I recently had the most amazing experience with criticism.
But first, let me take you back to where I started from. I started out as a girl so damn afraid of criticism that the harsh words my English professors said during college (your short story just “doesn’t go anywhere”, your writing is “clunky”, and so on) were so wounding to me that I didn’t write for years after graduating. Years.
And then, over the past years, that changed. A first step was realizing that if I was going to write, I needed to write for myself–not for praise. A second step was getting used to people writing harsh comments about my work and realizing I was always going to get both praise and criticism. Thank you Huffington Post, for being a great bootcamp for getting used to that.
Another step was practicing, for years, the tool I now teach: interpreting feedback as telling me useful information about the person giving the feedback, not about myself.
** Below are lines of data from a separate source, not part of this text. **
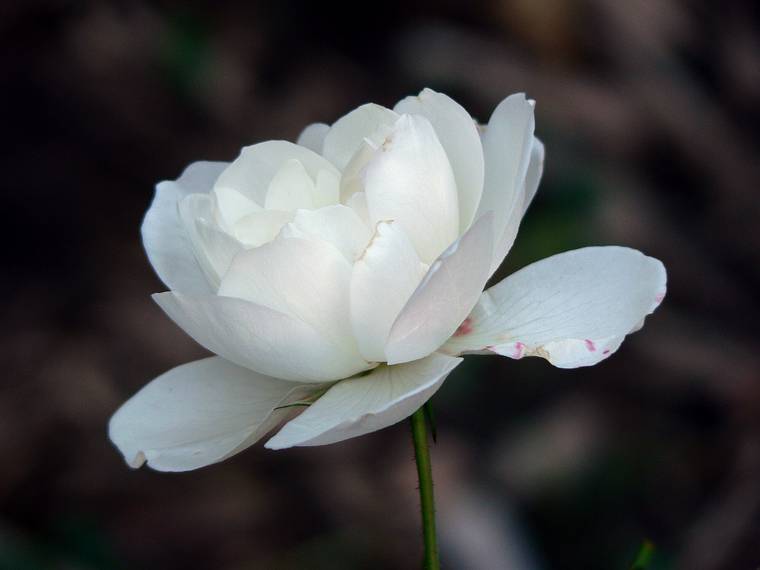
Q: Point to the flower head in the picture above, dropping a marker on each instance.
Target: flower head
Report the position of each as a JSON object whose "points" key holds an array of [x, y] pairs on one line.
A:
{"points": [[342, 277]]}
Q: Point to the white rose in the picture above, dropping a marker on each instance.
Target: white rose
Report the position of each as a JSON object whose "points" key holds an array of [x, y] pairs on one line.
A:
{"points": [[342, 277]]}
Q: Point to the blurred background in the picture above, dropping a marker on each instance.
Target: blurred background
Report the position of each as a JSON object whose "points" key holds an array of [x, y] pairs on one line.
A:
{"points": [[649, 112]]}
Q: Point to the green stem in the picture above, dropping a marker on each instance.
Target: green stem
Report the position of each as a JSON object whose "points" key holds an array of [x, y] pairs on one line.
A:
{"points": [[427, 502]]}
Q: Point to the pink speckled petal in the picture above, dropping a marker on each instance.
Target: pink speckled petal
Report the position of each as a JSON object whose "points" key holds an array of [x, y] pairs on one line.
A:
{"points": [[573, 309]]}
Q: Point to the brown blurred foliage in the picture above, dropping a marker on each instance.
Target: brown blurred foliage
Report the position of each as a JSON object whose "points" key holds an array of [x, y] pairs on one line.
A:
{"points": [[649, 112]]}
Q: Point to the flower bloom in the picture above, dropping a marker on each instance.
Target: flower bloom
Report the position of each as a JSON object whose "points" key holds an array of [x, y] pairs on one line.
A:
{"points": [[339, 280]]}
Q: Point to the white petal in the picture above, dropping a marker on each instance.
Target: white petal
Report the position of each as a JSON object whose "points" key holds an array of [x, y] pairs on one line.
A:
{"points": [[313, 137], [326, 189], [358, 203], [306, 279], [409, 180], [445, 297], [574, 309], [535, 171], [259, 338], [507, 145], [358, 406], [251, 173], [348, 132], [290, 189], [460, 139], [232, 206], [382, 281], [218, 247], [352, 179], [199, 177], [338, 225], [198, 414], [260, 227], [167, 244], [164, 237], [213, 248], [523, 200]]}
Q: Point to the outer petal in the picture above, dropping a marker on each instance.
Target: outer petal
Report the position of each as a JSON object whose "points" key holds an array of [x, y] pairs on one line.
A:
{"points": [[290, 188], [260, 227], [523, 200], [507, 145], [262, 339], [410, 181], [164, 238], [574, 309], [382, 281], [358, 406], [251, 172], [198, 414], [313, 137], [460, 139], [307, 279], [445, 297], [199, 177], [338, 225], [348, 132]]}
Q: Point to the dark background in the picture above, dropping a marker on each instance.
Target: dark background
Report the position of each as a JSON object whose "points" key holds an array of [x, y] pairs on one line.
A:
{"points": [[649, 112]]}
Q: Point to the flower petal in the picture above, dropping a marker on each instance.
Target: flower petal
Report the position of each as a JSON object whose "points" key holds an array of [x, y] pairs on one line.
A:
{"points": [[507, 145], [523, 200], [348, 132], [307, 279], [358, 406], [251, 173], [291, 188], [212, 247], [164, 237], [261, 339], [198, 414], [313, 137], [574, 309], [260, 227], [338, 225], [460, 139], [199, 177], [382, 281], [445, 297], [409, 180]]}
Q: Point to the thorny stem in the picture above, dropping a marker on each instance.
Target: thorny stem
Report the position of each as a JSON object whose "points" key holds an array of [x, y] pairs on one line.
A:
{"points": [[427, 501]]}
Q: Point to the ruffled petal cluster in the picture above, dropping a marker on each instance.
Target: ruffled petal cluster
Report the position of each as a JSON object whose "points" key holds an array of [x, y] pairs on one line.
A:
{"points": [[338, 280]]}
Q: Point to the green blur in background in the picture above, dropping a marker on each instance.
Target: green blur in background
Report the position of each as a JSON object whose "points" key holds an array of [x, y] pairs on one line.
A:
{"points": [[649, 114]]}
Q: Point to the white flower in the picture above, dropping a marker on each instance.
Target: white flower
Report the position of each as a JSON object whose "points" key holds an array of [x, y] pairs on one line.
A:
{"points": [[342, 277]]}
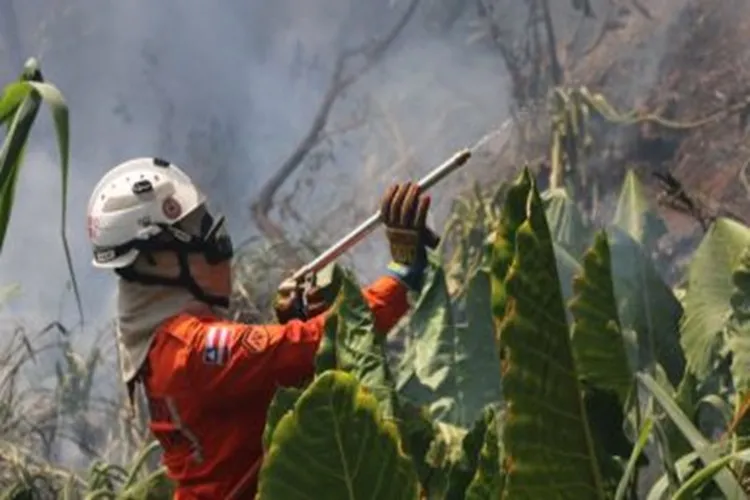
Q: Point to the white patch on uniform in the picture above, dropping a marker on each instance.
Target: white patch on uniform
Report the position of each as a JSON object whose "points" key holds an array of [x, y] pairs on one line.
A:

It was not lost on me, of course, how ironic it was that I then was asked to write an essay about this topic for The New York Times. I had to deal with my own inner turmoil about whether the world was going to praise my essay on unhooking from praise. Ha ha, universe, very funny.
What happened was just what I talked about in the article: all substantive work draws both positive and negative feedback. Lots of people loved the piece. I got tons of positive feedback. It was the #1 Most Emailed story of the week. And some people really didn’t like the essay. A few women journalists and bloggers wrote other articles, at popular sites, about what they felt was missing from it and wrong with it.
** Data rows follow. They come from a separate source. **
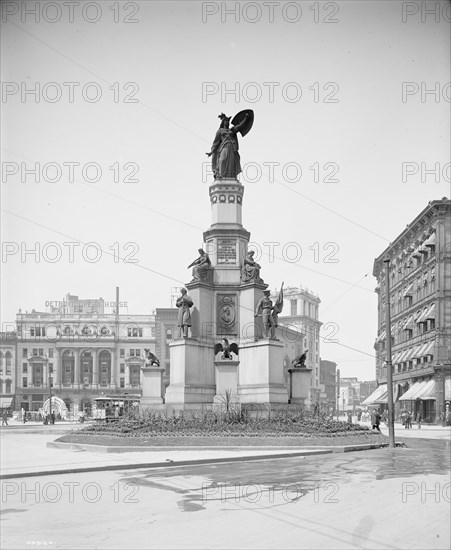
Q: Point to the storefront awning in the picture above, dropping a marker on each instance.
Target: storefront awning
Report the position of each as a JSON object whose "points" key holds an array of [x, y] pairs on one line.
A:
{"points": [[427, 312], [409, 354], [5, 402], [428, 349], [427, 392], [384, 397], [430, 241], [408, 291], [411, 393], [431, 312], [408, 325], [376, 395]]}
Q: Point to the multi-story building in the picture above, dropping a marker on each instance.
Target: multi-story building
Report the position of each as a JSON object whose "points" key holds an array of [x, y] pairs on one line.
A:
{"points": [[328, 381], [8, 342], [78, 353], [420, 307], [301, 313], [166, 329]]}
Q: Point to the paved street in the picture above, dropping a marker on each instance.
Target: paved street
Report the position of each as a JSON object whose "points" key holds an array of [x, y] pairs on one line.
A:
{"points": [[383, 498]]}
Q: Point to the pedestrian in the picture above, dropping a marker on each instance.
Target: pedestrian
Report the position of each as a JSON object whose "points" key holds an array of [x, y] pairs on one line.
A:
{"points": [[376, 420], [408, 420], [5, 418], [419, 419]]}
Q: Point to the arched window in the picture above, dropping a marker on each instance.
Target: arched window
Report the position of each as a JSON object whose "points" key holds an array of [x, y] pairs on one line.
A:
{"points": [[104, 368], [8, 358]]}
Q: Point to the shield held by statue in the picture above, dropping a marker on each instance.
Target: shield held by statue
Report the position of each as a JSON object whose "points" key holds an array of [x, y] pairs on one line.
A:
{"points": [[239, 117]]}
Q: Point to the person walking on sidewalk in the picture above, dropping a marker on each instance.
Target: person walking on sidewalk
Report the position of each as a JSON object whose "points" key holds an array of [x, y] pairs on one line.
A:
{"points": [[419, 419], [5, 418], [376, 419]]}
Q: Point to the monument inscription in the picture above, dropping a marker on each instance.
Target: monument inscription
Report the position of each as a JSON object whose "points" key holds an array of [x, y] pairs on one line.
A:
{"points": [[226, 251]]}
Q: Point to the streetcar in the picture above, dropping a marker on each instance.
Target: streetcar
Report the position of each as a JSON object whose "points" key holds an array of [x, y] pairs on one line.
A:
{"points": [[111, 408]]}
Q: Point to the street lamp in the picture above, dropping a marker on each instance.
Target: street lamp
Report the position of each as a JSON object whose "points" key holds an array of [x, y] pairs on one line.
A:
{"points": [[391, 415], [50, 395]]}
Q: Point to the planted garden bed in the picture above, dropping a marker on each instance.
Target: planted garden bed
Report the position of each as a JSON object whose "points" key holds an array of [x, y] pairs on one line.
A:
{"points": [[219, 428]]}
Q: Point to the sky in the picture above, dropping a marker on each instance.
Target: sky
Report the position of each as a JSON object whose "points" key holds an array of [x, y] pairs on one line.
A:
{"points": [[351, 103]]}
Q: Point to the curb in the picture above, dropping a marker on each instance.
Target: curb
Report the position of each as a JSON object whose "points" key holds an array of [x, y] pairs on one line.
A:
{"points": [[206, 461]]}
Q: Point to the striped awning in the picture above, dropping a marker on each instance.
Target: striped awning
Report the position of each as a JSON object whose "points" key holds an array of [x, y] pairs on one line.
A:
{"points": [[5, 402], [408, 325], [427, 311], [430, 241], [408, 291], [429, 348], [412, 392], [376, 395]]}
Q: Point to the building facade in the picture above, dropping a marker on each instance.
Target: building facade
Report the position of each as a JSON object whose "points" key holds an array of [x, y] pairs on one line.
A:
{"points": [[420, 308], [79, 353], [328, 381], [8, 346], [301, 314]]}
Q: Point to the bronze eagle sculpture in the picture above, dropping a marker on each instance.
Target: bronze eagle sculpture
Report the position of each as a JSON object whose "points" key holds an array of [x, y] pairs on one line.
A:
{"points": [[226, 348]]}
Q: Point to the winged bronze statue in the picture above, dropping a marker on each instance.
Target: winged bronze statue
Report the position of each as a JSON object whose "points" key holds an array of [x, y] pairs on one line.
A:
{"points": [[226, 349]]}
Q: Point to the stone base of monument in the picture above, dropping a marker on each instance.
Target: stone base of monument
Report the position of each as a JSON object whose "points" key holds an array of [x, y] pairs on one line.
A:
{"points": [[152, 386], [261, 377], [300, 386], [226, 376], [192, 377]]}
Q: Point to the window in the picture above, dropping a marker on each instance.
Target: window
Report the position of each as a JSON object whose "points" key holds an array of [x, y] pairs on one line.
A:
{"points": [[8, 362]]}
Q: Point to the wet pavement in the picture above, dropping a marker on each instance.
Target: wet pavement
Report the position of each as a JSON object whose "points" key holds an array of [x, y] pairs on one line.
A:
{"points": [[383, 498]]}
And here’s what was so amazing. I was honestly happy for those women. I really really was. I was happy for them because they were sharing what they felt had been unsaid about the issue, and they were actually getting their voices out, and publishing, and I know so well how hard that is and how much courage it takes. I was also happy for them because they weren’t being bound by “nice-girl” norms that could have prevented them from vocally disagreeing, from writing a piece that was fundamentally a critique of another.
I felt like we were all sitting at a round table and I was sharing my point of view, and they theirs. I felt so free because as I wrote my essay, and afterward, I’d given myself permission to not address every possible objection, to not cover all my bases, so to speak. I didn’t ask myself to do that. I asked myself to stay firmly rooted in my subjective slice of the truth and share that. And our conversation as a collective is only whole if other people do the same. We live in a world of multiple truths, countless layers of the truth, different prisms on the truth. My job was not to say it all, it was to say my part.
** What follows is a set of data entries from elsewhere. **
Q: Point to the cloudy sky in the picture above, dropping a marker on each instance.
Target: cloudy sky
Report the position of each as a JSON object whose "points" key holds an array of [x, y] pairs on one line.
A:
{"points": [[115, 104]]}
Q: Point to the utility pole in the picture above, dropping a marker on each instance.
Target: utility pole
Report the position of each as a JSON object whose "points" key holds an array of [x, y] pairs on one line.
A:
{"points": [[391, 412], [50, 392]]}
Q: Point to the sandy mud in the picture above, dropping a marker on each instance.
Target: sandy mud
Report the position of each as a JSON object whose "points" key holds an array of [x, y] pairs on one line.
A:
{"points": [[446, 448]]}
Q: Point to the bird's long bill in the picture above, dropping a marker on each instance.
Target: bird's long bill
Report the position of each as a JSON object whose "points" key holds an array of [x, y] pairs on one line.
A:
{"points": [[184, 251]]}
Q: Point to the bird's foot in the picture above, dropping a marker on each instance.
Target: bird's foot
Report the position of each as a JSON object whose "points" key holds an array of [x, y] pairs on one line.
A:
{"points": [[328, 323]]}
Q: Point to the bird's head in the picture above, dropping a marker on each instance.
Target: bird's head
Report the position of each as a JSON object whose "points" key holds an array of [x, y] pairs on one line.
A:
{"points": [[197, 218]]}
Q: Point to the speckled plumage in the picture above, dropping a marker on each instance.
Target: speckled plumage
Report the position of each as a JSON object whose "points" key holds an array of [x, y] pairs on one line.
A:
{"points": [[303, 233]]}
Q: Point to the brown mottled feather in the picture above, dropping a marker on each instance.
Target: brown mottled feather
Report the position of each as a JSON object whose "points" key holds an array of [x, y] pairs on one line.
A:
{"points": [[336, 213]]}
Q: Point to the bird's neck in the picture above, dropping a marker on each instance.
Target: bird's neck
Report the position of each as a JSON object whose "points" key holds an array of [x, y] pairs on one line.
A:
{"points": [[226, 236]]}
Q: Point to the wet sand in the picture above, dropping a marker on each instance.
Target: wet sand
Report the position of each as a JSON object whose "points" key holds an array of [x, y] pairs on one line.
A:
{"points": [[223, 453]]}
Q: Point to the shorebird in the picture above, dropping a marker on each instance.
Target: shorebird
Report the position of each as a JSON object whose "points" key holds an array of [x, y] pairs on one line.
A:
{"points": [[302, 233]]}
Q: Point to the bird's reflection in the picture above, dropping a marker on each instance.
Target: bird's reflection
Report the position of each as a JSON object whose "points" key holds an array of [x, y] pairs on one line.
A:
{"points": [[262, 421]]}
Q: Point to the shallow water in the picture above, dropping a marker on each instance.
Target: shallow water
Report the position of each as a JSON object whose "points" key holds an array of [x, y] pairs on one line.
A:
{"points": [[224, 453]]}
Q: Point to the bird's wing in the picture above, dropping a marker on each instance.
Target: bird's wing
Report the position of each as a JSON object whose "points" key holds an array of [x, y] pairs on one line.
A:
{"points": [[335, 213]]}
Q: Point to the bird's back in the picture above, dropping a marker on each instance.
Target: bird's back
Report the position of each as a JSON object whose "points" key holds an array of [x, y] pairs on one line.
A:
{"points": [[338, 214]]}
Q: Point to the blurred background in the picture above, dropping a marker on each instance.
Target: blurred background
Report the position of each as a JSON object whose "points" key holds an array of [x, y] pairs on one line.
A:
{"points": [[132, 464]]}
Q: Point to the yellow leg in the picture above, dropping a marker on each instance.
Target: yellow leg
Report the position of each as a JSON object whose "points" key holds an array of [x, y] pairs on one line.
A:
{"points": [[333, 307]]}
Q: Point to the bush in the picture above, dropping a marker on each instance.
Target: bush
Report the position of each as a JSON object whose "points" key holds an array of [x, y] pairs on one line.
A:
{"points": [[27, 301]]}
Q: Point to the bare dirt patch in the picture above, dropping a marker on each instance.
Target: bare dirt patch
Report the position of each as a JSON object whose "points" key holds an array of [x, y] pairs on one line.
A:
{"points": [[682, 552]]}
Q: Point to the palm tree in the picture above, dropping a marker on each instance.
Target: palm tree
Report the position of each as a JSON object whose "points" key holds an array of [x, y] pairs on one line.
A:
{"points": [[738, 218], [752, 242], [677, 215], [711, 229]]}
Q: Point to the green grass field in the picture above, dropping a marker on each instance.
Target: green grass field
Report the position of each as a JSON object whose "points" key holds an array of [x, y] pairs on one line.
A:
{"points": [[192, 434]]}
As I felt my way through that strange experience of responding to the critical essays by having this new kind of “I’m so happy for you that you are getting your voice out there!” feeling, to my own surprise, the phrase that kept coming into my consciousness was “a kind of spiritual generosity.”
This was something I had never thought about before, that there is a spiritual generosity we can extend in welcoming, allowing other people’s criticism of our work, when that criticism is part of what it looks like for them to share their perspective. They would of course be “allowed” to do it no matter how I felt about it, but I believe somehow energetically it matters for them, and for me, that I welcome it and respect it.
Now, if that criticism had come in a conversation with me, maybe this would have been an entirely different experience for me, one that required different skills and different recovery, but in our virtual roundtable, so to speak, this was my experience.
And, at the same time, I protected my fragile artist-writer self. I skimmed their work – I didn’t dwell on it. I didn’t feel the need to form an opinion about it or to respond.
But I was, and am, genuinely happy that they were taking their seat at the table, and I mine.
How can you extend the spiritual generosity to others to more fully allow them their seat at the table – even if that entails criticism of your ideas?